According to the requirements of crop water demand, artificially to the farmland to replenish water and other measures of farmland. Irrigation can meet the demand for water for crops in time, improve soil water, fertilizer, gas, heat and salt, improve the microclimate of farmland, and achieve the goal of increasing agricultural production.
China is one of the earliest countries in the world to develop farmland irrigation. Qin and Han before the irrigation of farmland is called “immersion”, to the Han Dynasty has the name of “over- " or “irrigation”, the West Han time “irrigation” and “irrigation”, “irrigation” and use. After Tang used to use the word “irrigation”, and continue to use it to this day.

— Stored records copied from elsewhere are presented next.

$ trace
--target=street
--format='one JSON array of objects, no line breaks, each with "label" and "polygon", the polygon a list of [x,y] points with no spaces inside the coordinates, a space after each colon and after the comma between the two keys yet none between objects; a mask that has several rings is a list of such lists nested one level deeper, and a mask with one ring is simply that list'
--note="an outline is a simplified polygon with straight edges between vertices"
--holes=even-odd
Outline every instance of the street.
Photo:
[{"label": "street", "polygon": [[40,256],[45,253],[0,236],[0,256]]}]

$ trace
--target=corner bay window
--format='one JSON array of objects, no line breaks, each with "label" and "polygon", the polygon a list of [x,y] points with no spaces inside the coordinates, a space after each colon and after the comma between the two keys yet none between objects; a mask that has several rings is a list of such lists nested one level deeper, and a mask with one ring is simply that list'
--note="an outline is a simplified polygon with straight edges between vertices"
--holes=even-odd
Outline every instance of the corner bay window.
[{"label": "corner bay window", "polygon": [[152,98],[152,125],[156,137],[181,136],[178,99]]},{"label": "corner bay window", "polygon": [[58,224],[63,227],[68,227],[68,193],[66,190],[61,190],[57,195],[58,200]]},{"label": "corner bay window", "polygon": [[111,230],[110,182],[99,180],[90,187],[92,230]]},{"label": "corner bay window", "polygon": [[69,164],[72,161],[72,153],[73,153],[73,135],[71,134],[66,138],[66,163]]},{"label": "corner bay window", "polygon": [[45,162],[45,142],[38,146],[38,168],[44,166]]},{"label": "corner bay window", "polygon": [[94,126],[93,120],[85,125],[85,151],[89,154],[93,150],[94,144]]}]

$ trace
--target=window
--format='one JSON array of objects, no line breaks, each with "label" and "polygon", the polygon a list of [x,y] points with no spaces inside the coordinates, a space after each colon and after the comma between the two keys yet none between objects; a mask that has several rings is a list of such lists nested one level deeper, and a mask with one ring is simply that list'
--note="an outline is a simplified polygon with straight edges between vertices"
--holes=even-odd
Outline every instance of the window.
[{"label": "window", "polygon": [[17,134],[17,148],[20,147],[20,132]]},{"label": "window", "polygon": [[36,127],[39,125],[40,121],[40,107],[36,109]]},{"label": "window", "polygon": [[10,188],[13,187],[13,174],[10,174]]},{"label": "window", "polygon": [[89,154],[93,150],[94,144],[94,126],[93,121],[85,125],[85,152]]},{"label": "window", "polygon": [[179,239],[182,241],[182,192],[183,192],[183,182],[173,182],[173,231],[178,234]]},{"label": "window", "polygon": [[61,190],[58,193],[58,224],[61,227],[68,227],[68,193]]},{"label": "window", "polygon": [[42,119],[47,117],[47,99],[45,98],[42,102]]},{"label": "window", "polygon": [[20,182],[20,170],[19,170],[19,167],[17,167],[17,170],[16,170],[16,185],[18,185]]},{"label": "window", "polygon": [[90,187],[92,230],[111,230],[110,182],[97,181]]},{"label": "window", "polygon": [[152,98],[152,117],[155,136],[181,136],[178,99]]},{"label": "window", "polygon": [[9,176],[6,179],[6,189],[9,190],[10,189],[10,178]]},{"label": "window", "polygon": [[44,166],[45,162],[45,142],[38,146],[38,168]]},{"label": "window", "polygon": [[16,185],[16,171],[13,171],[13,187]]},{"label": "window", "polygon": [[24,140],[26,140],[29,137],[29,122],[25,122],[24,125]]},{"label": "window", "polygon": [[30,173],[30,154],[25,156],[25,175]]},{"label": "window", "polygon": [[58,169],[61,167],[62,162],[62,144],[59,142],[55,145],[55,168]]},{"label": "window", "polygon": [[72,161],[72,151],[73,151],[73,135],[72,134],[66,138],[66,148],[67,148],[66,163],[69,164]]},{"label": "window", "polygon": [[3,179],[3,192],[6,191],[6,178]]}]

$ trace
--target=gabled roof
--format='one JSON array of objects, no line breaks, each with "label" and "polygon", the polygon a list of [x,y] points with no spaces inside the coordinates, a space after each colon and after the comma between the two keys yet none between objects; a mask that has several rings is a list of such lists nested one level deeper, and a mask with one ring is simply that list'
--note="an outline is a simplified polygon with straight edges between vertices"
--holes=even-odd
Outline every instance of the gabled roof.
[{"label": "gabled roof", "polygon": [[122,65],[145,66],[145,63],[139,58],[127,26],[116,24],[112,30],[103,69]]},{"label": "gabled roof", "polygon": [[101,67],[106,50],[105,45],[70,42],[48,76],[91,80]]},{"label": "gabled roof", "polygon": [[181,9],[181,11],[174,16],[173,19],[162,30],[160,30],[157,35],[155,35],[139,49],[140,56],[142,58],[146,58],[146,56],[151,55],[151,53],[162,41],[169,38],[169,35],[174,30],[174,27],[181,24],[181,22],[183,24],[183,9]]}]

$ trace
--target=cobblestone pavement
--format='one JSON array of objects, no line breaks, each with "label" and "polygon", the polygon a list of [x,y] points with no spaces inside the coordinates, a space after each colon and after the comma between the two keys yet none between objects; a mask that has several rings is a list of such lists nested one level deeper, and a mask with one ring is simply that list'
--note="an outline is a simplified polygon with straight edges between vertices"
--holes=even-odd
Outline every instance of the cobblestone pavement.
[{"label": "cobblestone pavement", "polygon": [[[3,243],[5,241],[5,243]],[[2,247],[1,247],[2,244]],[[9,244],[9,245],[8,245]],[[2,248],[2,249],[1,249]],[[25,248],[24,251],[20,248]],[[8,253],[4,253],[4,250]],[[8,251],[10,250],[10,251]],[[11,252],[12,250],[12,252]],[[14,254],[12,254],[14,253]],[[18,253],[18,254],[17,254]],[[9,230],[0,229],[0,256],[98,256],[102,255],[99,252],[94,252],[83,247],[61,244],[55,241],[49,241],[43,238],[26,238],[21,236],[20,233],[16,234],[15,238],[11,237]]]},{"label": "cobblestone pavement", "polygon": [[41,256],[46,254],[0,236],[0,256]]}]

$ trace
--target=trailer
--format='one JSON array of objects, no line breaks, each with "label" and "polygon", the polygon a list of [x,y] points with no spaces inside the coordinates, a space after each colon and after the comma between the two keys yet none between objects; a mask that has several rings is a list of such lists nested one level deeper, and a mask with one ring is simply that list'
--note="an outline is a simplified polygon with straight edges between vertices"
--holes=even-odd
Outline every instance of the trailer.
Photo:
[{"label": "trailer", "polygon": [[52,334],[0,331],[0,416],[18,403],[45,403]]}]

Irrigation PrincipleS Crops require a lot of moisture from seed germination to plant maturation. Crop water demand includes both physiological water and ecological water demand. Crop physiological water demand refers to the water required for various physiological activities (such as steaming, photosynthesis, etc.) in the course of crop life, and the water needed for the development and development of crops in the process of fertility. The former is represented by leaf steaming, which accounts for about 60 to 80% of the amount of water needed for crops, while the latter is represented by evaporation between plants, which represents about 20 to 40% of the amount of water needed for crops. If the amount of water absorbed by the plant is less than the amount of water consumed, i.e. when the water balance in the plant is out of balance, light causes temporary wilting and heavy dry death. Atmospheric drought or soil drought will cause the crop stems and leaves to suffer in varying degrees of wilting, resulting in the weakening of photosynthesis, affecting the production and accumulation of organic matter, while the root system water absorption function is weak, the body organic nutrient transport is destroyed. Water scarcity is more harmful to young crops and organs.